Realtà di fede

A che giova, fratelli miei, se uno dice di aver fede ma non ha opere? Può la fede salvarlo? (Giacomo 2:14)

Non possiamo accontentarci di un’adesione del nostro intelletto agli insegnamenti dell’Evangelo senza che questi producono un radicale cambiamento nel nostro modo di vivere. L’apostolo Giacomo ammonisce: “Così è della fede, se non ha opere, è per se stessa morte” (2:17)

Paolo è sulla stessa linea di pensiero. Dopo aver affermato “è per grazia che siete stati salvati, mediante la fede … Non è in virtù di opere affinché nessuno se ne vanti”, subito aggiunge che noi credenti siamo stati “creati in Cristo Gesù per fare le opere buone, che Dio ha precedentemente preparate affinché le pratichiamo” (Efesini 2:8-10).

Il campo in cui dobbiamo dimostrare la realtà della nostra fede è molto vasto: in famiglia, fra gli altri credenti, a scuola, sul lavoro, nei contatti con chiunque ha che fare con noi.
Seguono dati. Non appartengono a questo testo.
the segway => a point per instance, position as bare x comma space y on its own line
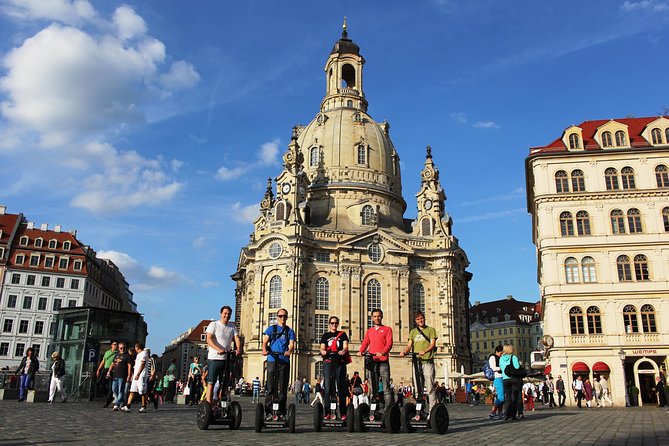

Alle volte, purtroppo, facciamo come il sacerdote e il levita della parabola del buon Samaritano: scorgendo sul ciglio della strada un uomo percosso, ferito, “mezzo morto”, passiamo “oltre dal lato opposto”, anziché scendere dalla nostra “cavalcatura”, avvicinarci, inginocchiarci per fasciare “le sue piaghe”, versavi sopra “olio e vino” (Luca 10:30-34). Eppure il Signore ci esorta dicendo: “Va, e fa anche tu la stessa cosa” (v.37), cioè come aveva fatto il Samaritano.

Nella Lettera ai Galati, Paolo esortava i fratelli scrivendo: “Portate i pesi gli uni degli altri e adempirete così la legge di Cristo” (6:2)

Questa legge, dice Giacomo, è la legge della libertà (1:25). La vera libertà, infatti, è essere liberi di fare il bene secondo la volontà del Signore, conosciuta, rispettata e amata!